Fast forward a month and I begin working on a pre-profit project that is so bloated with tests and unnecessary complexity that it took me a few days to really figure out what the hell was going on with the code. When I first started reviewing the code, I was thinking, "Wow, this guy's testing chops make me feel stupid.". Then, after really spending some time with the code, I just thought, "WTF!?".

It's clear he spent much more time writing tests than writing any features. On top of that, he had written 10 level deep abstractions for features that had features for their feature's features. In order to really understand the insanity of this you have to know that this site basically had 0 users and was going nowhere fast.
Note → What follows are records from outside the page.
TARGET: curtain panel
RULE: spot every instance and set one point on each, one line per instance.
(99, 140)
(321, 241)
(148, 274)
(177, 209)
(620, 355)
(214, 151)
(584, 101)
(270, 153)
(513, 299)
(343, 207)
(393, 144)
Then I was just pissed. Pissed at the thought of someone just getting paid to implement every feature under the sun without questioning if any of it was really necessary and with 0 user feedback. This is one of those instances where the developer makes thousands of dollars and the site and owner just lose thousands. This is totally unacceptable and irresponsible in my opinion.

The first thing I did was start removing features and didn't write one test for anything. I would have loved to just scrap the whole code base and start over, but there just wasn't time so I just had to rewrite as I went. You would think with all those fantastic tests, the code would be pretty solid, but I continually found incongruencies and errors. The database didn't even have foreign key constraints set up for any of the relationships. Why bother using a relational database?

I know that TDD is popular and I've seen job descriptions like "If you are just getting started with tests, don't even bother.", but I think there are a lot of developers wasting a huge amount of time and money writing tests for products that are destined to fail, partially because of all the time and money spent writing tests.

blasdel · on April 28, 2010

I agree wholeheartedly about preemptive TDD: http://ravimohan.blogspot.com/2007/04/learning-from-sudoku-s...

Almost nobody in the Rails community uses foreign key constraints with ActiveRecord. I chafed against it at first, but if you're drinking their validation koolaid, it wouldn't add value in most cases, since the validations can add stronger constraints with better exceptions.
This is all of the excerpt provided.